Dans l’expérience directe, il est clair qu’il y a deux niveaux. Il y a le témoin silencieux, immobile, qui ne fait rien, qui ne change jamais. Et il y a le corps mental, cet ensemble de perceptions, d’impulsions, d’émotions et de pensées, qui agit, parle, se déplace, répond aux circonstances. Le témoin ne fait rien, le corps mental fait tout. Voir cela avec précision change complètement le rapport à l’action. L’action continue, parfois même plus efficacement qu’avant, mais la charge intérieure disparaît. Ce n’est pas l’action qui fatigue, c’est la croyance illusoire d’être celui qui agit.
La confusion naît quand on croit que reconnaître l’immobilité du témoin implique l’inaction dans le monde. C’est l’inverse. Plus le centre est immobile, plus l’action périphérique est libre, ajustée, précise. L’absence d’auteur intérieur n’entraîne jamais l’absence d’action. Elle enlève seulement la crispation autour du résultat, la peur de perdre, l’avidité de gagner, la volonté d’avoir raison ou le besoin d’être reconnu.

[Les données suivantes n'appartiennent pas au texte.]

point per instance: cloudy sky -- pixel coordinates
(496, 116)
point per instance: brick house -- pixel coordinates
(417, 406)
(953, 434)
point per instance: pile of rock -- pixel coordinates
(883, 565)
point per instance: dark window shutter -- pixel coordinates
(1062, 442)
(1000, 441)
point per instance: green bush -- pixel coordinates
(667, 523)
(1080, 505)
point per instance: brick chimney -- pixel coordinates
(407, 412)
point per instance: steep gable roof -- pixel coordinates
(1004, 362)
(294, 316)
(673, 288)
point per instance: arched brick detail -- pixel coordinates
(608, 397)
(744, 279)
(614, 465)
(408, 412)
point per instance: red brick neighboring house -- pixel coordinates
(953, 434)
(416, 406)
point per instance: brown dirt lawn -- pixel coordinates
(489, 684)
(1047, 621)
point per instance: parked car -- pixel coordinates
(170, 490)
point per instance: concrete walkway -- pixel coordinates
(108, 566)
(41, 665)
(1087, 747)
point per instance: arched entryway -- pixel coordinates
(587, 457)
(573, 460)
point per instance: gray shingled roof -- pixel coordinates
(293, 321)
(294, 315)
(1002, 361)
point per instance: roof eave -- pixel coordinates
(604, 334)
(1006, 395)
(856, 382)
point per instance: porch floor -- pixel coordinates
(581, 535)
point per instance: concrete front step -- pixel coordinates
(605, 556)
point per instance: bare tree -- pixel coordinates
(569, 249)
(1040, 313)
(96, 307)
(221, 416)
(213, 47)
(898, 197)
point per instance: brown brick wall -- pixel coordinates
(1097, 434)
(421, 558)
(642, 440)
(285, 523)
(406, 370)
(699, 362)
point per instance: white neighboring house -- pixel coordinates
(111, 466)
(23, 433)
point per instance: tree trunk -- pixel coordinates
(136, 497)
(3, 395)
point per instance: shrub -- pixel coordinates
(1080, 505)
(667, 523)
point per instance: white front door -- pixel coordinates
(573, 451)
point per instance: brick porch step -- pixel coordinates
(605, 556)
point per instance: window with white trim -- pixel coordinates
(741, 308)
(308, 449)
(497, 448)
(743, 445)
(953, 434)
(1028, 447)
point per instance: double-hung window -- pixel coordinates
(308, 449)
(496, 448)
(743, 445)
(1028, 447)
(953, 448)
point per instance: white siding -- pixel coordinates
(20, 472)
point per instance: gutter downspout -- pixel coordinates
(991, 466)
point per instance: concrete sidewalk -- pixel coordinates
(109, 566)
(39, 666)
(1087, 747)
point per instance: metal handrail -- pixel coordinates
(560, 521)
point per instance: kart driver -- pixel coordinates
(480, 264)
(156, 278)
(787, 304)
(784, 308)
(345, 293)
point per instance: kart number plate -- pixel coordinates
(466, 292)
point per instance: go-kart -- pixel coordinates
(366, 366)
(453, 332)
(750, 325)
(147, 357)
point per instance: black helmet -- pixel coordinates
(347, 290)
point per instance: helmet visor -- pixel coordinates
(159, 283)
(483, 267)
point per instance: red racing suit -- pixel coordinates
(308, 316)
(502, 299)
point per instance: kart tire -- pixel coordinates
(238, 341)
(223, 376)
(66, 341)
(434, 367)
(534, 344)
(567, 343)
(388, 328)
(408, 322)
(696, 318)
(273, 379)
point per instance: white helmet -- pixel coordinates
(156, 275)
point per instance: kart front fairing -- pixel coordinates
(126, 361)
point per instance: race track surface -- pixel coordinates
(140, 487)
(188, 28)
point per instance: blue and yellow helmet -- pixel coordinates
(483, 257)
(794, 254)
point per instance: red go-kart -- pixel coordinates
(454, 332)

C’est ici que la notion d’allègement devient cruciale. Enlightenment, qui signifie en anglais “illumination”, utilise le mot light, qui veut à la fois dire lumière et légèreté. L’illumination est en réalité un allègement. On s’allège de la croyance d’être un acteur personnel, et en s’allégeant ainsi, on cesse de s’infliger la double peine, qui consiste à agir tout en résistant intérieurement à ce qui est. Résister intérieurement tout en essayant de faire quelque chose revient à vouloir avancer en gardant le frein à main tiré. La moitié de l’énergie part dans la lutte contre les circonstances, l’autre moitié dans l’effort pour répondre à la situation. Quand la résistance tombe, l’action devient simple, directe, disponible. On découvre que la fatigue venait moins de l’action que de l’histoire intérieure qu’on y ajoutait.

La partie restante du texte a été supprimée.